The Tadawul, as the Middle East’s biggest stock exchange is known, has pushed back plans to sell shares to 2019 at the earliest, from this year, said the people, asking not to be identified because the information is private. Waiting until after a possible classification as an emerging market in June could improve trading volumes and help the bourse achieve a better valuation for its owner, the Public Investment Fund, they said.
The exchange’s main stock gauge, the Tadawul All Share Index, is among the world’s top 10 best performers this year after FTSE Russell classified the country as a secondary emerging market in March. That helped boost the gauge’s 12-month price-to-earnings ratio to the highest since 2015, the most expensive compared to emerging-market stocks in almost three years.
The Tadawul “recognizes the importance of confidence-building and fair valuation in reflecting its capacity, infrastructure and liquidity,” a spokesman said in an emailed statement.
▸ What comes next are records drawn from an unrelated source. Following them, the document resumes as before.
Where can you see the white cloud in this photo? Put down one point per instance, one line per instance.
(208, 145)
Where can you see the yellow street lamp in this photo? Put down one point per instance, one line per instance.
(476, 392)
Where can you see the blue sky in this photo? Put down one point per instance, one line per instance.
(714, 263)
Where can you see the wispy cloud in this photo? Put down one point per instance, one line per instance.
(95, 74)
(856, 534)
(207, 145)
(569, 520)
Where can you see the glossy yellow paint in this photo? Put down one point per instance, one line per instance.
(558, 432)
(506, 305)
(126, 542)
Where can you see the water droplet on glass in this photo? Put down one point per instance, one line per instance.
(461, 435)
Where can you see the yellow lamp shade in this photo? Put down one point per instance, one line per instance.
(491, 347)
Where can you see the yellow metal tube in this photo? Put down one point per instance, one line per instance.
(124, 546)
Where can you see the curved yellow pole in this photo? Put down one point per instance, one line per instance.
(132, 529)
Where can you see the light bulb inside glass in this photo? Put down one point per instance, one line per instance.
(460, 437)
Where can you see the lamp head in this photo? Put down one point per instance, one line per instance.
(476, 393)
As the bourse moves forward with IPO planning and consultations with key stakeholders, the Tadawul will determine the best timing for a sale, he said. HSBC and the PIF declined to comment.
It “makes sense for them to wait,” said Joice Mathew, the head of equity research at United Securities in Muscat. “With MSCI inclusion coming, entering emerging markets will bring a lot of attention from international institutional investors.”
The Saudi stock exchange hired HSBC Holdings Plc’s (HSBC.N) local unit in 2016 to advise on the IPO. The potential offering is part of the kingdom’s privatization drive to wean its economy off oil. It also includes plans to sell shares in oil giant Saudi Aramco, local soccer clubs and grain silos.
The bourse could attract US$41 billion of foreign capital if MSCI Inc. follows FTSE with an upgrade this year, according to Al Rajhi Capital. FTSE will implement the classification from next year, and MSCI is expected to do the same. Foreign investors have been net buyers of shares in Riyadh for sixteen straight weeks this year, but still only own hold about five per cent of total shares.
The Tadawul index has advanced 15 per cent this year, compared with a drop of 0.2 per cent for the MSCI Emerging Market Index. While the 50-day moving average for the total value of Saudi shares traded is the highest in more than a year, it’s about 30 per cent lower than it was two years ago.